La cooperativa si occuperà dell’orto, dell’allevamento degli animali e del laboratorio di cucina, che utilizzando gli stessi prodotti dell’orto, potrà proporsi per la fornitura di servizi di ristorazione. Un’ulteriore occupazione potrebbe essere rappresentata dalla gestione di un laghetto di pesca facilitata, sempre a Varase, per la definizione della cui acquisizione sono in corso avanzate trattative. L’idea è in definitiva quella di costruire una “fattoria sociale”. Parallelamente, con il laboratorio di telelavoro si vuole arrivare alla creazione di uno sportello informativo su tematiche europee tramite il quale i ragazzi possano essere utili alla società con un lavoro di ricerca dati, bandi, informazioni a livello europeo, con particolare riferimento alla disabilità.

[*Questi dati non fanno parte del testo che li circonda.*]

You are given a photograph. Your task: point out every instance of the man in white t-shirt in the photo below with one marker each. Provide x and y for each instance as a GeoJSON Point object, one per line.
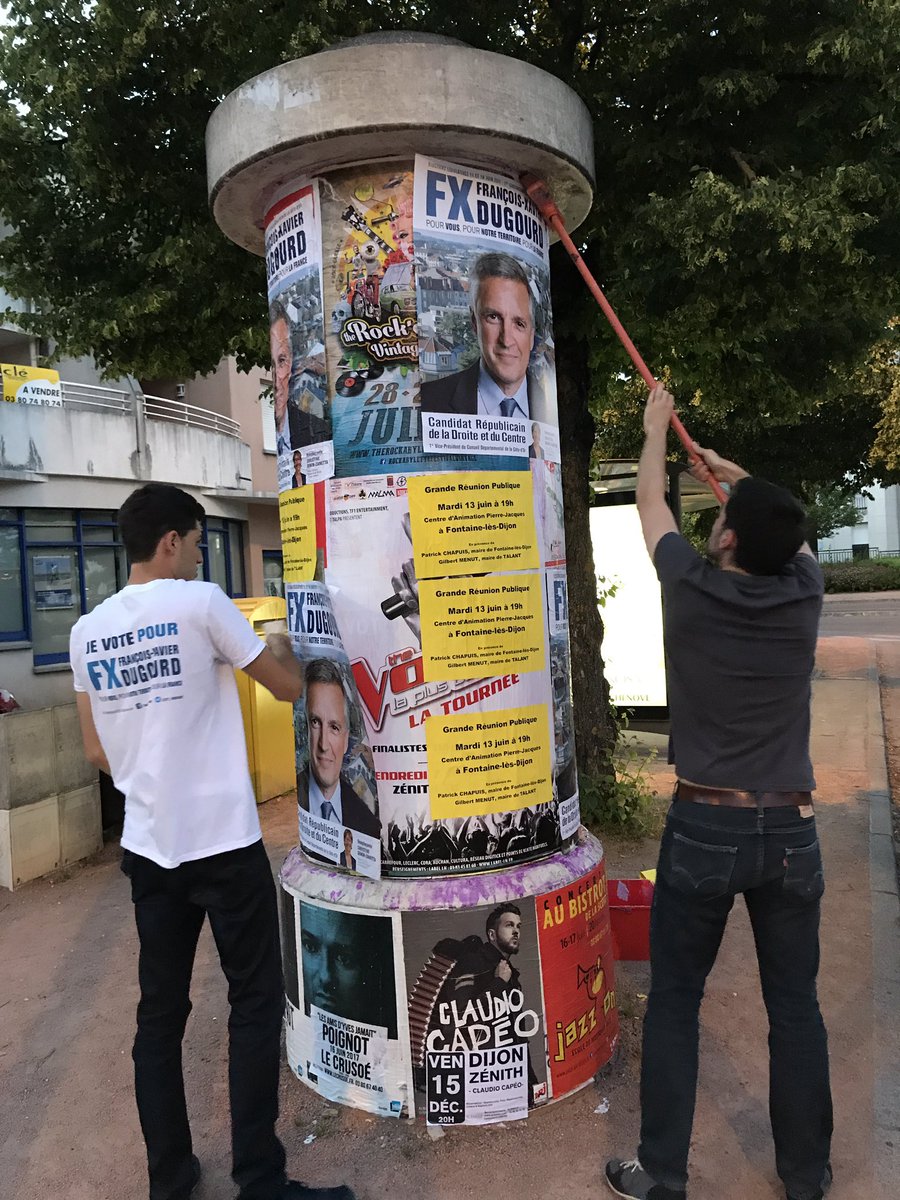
{"type": "Point", "coordinates": [154, 676]}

Già avviato da anni è il laboratorio di carta riciclata che sarà perfezionato ma che ha già commesse di lavoro in atto per i prossimi 6 mesi.
“Il progetto – spiega il presidente della Spes Luciano Codarri – ha un importo di 70 mila euro, ma i costi sono stati coperti dalla Spes solo in minima parte. Per il resto ancora una volta è stata la sensibilità della gente del comprensorio intemelio a provvedere, o in solido, con donazioni, o prestando gratuitamente servizi, donando attrezzature o addirittura tramite la cessione a titolo gratuito di 2000 metri quadrati di terreno, come fatto dalla famiglia Benso. Volgiamo avere la massima trasparenza e venerdì ringrazieremo tutti quanti ci hanno aiutato. Nel 2008, per esempio, il gettito ottenuto dalla Spes tramite i contributi del 5 per mille delle imposte ha superato i 54 mila euro. Vogliamo ringraziare tutti e presentare questo progetto come il modo migliore per passare dall’assistenza alla cittadinanza, accrescendo l’autostima dei disabili e qualificandoli come lavoratori”.
Coordinatore del progetto è Vito Caruso, ex dirigente della Conad, mentre Gino Squizzato è il referente per il laboratorio di ortocoltura ed allevamento. “Molte colture sono già state messe a dimora – afferma Squizzato – e il numero di animali sta rapidamente crescendo. Abbiamo galline, capre, conigli e colombi; appena svezzato arriverà anche un asino. Gli animali non saranno macellati perché, anziché che l’aspetto nutritivo, sarà privilegiato il rapporto tra disabile e animale, un rapporto che frena l’aggressività ed accresce l’affettività, risolvendo spesso i problemi relazionali”. La giornata di venerdì prevede, per la mattinata, dimostrazioni di ippoterapia, gite a cavallo e giochi. Alle 12 inaugurazione dei laboratori di ortocoltura-allevamento e cucina e dimostrazione delle capacità acquisite dai partecipanti al corso di computer. Alle 12,30 buffet e grigliata, con prodotti del laboratorio di cucina. Alle 14 concerto della Spes Band.